NLRs, NOD-like receptors; PRR, pattern recognition receptor; LPS, lipopolysaccharide; PGN, peptidoglycan; TLRs, Toll-like receptors; Dscam, Down syndrome cell adhesion molecule; SNPs, single nucleotide polymorphisms; CTLD, C-type lectin-like domain; FREPs, fibrinogen-related proteins; Npr-1, neuropeptide Y receptor gene.

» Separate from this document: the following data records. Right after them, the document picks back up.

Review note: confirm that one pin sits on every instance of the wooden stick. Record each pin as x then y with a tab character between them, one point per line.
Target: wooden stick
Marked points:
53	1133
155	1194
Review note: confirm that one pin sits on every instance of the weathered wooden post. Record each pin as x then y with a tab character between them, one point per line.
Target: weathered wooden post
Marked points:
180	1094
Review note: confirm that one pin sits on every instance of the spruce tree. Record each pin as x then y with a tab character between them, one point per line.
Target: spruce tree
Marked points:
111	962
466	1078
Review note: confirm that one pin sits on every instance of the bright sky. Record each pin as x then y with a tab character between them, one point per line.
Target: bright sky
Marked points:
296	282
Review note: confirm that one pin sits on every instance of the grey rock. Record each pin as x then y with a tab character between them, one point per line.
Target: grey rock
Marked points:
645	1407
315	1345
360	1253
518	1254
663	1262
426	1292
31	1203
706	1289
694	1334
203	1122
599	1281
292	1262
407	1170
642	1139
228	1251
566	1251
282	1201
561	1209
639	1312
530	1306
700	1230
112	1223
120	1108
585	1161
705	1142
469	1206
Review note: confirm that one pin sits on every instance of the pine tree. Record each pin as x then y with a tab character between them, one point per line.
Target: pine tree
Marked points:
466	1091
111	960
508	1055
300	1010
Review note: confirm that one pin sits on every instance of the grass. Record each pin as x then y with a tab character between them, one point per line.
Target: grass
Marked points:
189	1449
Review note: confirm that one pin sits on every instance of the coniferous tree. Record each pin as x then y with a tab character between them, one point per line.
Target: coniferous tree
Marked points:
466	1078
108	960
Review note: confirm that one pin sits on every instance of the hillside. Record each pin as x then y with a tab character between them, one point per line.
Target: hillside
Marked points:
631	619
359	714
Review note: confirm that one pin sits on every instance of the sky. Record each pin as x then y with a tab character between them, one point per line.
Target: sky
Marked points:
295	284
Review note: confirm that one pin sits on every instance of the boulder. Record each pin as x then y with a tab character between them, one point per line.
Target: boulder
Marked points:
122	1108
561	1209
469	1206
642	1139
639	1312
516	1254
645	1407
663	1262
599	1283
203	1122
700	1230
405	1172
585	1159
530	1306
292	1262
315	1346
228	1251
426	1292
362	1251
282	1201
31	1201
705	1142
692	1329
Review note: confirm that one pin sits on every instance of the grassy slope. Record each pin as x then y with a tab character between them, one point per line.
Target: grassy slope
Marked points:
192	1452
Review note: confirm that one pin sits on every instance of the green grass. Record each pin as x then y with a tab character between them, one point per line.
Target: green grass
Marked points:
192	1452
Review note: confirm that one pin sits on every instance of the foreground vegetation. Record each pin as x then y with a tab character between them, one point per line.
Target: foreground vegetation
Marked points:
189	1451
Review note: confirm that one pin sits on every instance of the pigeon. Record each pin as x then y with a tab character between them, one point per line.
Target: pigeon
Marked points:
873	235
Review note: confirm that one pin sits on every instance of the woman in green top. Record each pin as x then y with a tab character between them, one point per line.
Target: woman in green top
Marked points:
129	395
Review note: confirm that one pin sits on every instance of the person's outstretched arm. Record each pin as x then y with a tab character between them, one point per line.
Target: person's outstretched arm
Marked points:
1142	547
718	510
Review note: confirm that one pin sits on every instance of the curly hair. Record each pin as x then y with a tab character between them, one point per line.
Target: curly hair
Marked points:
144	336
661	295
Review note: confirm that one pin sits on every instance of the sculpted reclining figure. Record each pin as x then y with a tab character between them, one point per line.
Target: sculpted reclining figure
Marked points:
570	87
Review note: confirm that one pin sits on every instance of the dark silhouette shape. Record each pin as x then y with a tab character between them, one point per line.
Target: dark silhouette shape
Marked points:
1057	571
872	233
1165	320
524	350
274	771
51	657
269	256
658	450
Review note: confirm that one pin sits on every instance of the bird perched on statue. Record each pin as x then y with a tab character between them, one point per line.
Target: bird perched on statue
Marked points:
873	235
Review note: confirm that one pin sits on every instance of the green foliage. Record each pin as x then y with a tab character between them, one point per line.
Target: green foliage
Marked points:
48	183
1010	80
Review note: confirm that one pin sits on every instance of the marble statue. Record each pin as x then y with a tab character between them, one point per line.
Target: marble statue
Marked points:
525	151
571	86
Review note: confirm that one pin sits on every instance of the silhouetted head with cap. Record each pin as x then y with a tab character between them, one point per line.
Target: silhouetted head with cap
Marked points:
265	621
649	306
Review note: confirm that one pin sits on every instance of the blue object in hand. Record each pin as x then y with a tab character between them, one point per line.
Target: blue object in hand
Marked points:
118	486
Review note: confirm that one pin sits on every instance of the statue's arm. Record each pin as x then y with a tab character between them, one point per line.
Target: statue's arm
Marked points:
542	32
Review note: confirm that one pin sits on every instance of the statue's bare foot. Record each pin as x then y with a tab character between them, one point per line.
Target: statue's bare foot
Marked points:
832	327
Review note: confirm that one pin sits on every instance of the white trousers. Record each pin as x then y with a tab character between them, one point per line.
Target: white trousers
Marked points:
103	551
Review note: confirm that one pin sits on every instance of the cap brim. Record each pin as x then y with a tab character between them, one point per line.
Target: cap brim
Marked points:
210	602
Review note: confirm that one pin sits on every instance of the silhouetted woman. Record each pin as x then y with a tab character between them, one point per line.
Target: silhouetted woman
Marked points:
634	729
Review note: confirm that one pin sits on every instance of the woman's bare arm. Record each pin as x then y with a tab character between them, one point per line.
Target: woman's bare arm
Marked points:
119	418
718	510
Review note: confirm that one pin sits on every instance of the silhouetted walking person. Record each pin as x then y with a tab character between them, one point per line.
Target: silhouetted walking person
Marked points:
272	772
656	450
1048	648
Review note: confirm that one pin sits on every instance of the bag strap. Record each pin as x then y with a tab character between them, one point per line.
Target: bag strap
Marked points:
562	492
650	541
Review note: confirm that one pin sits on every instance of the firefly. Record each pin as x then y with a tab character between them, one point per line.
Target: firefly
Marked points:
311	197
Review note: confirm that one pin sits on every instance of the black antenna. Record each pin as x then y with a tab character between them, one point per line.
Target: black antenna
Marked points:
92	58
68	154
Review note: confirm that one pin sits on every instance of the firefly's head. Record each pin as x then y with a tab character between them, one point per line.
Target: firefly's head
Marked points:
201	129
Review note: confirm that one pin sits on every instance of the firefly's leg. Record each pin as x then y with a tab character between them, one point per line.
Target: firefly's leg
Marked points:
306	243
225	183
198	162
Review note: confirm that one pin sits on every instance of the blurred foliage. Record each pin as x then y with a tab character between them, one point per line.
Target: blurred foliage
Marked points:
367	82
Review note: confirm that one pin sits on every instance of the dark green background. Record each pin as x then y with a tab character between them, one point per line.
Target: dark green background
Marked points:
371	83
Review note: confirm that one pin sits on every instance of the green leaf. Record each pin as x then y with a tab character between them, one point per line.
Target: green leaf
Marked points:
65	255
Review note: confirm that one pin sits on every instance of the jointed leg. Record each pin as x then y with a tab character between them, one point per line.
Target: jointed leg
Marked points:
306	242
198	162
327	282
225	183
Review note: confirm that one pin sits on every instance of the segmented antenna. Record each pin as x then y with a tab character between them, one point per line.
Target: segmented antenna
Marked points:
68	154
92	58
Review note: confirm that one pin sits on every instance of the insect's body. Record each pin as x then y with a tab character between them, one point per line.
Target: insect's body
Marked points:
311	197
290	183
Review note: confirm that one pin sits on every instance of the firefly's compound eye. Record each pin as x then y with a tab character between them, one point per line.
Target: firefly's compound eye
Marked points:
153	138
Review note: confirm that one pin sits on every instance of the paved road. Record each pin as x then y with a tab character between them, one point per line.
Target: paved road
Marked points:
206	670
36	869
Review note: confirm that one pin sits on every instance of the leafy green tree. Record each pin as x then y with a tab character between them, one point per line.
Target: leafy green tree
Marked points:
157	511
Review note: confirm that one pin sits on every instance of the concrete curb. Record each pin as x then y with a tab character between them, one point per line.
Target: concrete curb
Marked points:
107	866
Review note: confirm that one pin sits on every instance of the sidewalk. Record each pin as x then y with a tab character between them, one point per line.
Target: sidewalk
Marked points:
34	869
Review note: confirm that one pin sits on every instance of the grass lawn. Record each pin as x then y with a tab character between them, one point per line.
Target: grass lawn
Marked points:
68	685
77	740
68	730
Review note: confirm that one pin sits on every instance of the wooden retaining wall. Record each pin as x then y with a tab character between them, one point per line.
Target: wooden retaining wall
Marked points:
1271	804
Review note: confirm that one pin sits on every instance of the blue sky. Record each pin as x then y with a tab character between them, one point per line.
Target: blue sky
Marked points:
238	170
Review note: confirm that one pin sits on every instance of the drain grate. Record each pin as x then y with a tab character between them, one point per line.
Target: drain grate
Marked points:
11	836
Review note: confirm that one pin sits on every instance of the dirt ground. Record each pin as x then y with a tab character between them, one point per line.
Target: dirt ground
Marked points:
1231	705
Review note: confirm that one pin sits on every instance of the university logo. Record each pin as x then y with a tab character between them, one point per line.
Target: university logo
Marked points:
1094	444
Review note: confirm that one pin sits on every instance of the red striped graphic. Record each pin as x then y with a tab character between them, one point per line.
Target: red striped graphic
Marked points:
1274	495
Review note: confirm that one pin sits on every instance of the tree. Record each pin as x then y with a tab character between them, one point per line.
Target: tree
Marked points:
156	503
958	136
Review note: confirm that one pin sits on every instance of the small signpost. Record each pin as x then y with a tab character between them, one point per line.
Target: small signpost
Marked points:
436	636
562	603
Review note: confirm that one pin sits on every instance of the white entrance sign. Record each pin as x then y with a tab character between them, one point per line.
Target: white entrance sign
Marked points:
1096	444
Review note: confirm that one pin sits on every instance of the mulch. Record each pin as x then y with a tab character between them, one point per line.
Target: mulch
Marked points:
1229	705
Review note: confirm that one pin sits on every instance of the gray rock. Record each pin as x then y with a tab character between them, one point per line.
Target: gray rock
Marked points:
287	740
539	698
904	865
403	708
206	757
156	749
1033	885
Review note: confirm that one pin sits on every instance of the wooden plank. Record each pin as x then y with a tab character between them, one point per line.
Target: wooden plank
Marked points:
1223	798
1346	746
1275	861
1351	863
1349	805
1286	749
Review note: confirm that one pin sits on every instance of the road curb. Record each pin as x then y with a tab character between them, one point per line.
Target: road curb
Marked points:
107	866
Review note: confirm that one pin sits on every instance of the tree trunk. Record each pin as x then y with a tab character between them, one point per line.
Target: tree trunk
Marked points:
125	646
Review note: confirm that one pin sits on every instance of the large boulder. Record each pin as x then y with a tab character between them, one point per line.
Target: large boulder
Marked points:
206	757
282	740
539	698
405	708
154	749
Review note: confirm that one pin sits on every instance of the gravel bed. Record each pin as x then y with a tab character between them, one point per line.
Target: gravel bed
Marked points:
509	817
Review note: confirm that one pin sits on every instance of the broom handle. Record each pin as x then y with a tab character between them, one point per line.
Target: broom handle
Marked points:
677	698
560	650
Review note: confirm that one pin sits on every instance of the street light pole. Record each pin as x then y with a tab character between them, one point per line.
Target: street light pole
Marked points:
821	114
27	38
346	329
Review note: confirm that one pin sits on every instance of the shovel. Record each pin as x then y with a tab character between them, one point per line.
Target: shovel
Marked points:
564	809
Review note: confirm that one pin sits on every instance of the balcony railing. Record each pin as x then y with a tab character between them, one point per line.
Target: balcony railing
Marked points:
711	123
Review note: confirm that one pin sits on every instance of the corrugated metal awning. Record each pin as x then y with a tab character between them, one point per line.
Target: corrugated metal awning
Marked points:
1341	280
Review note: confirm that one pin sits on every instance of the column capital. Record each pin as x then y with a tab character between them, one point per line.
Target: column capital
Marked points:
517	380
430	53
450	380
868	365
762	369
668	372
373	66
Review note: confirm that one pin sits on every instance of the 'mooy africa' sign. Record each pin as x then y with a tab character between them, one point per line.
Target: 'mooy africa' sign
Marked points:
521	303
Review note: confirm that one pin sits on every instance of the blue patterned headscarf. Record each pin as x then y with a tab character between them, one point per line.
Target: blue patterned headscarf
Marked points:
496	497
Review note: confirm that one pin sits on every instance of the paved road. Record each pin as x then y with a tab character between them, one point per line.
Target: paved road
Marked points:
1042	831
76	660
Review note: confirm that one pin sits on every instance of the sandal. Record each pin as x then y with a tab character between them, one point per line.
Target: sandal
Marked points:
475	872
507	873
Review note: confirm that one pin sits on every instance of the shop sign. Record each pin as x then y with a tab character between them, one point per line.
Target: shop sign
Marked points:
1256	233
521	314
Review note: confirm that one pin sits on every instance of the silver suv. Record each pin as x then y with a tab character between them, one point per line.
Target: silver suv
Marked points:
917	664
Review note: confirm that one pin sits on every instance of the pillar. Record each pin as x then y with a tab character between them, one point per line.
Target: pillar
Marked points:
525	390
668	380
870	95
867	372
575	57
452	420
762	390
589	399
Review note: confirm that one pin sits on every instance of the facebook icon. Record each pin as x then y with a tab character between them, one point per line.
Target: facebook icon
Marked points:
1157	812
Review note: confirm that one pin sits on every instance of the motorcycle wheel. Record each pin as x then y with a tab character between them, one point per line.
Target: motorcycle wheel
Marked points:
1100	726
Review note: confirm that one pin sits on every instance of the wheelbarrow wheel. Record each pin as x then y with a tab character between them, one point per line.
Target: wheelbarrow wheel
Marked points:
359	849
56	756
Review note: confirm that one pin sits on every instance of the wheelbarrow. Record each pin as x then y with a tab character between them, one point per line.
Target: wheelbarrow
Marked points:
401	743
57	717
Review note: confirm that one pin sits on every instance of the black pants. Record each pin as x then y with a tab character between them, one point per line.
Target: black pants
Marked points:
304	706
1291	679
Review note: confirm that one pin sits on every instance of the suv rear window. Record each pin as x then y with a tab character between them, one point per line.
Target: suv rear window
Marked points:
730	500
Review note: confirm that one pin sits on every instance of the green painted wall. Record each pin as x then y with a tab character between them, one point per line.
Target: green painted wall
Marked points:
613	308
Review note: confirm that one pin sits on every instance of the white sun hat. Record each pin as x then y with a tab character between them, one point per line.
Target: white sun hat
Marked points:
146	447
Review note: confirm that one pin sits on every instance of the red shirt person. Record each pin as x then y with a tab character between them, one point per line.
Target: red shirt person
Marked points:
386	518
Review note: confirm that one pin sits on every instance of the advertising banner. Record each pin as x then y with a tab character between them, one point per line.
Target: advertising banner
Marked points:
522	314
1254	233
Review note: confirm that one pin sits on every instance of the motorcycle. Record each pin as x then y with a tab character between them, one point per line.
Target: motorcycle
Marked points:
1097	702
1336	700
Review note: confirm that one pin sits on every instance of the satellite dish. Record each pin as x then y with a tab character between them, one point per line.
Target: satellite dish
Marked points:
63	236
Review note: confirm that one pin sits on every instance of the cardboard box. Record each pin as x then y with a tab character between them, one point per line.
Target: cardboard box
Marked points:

Gene evolution could result from the interaction between hosts and pathogens, indicating that changes in gene expression patterns could be a response to external environmental pressure resulting from long-term evolution. Thus, specific immune pathways and common immune pathways are preserved in the course of evolution. The immune specificity of invertebrates is mainly based on the diversification of somatic gene sequences that encode recognition molecules, effector-enhancement molecules, and other immune molecules (96–98), synonymous with receptor diversification in the adaptive immune system of vertebrates (95). In Arthropods, gene sequence diversity prevents different pathogens from interfering with their immune response (Table 1). The evolutionarily conserved immune system components might explain simple forms of specific immune memory from trained immunity, such as the degree of specific immune reactions of the Toll and Imd pathways (99).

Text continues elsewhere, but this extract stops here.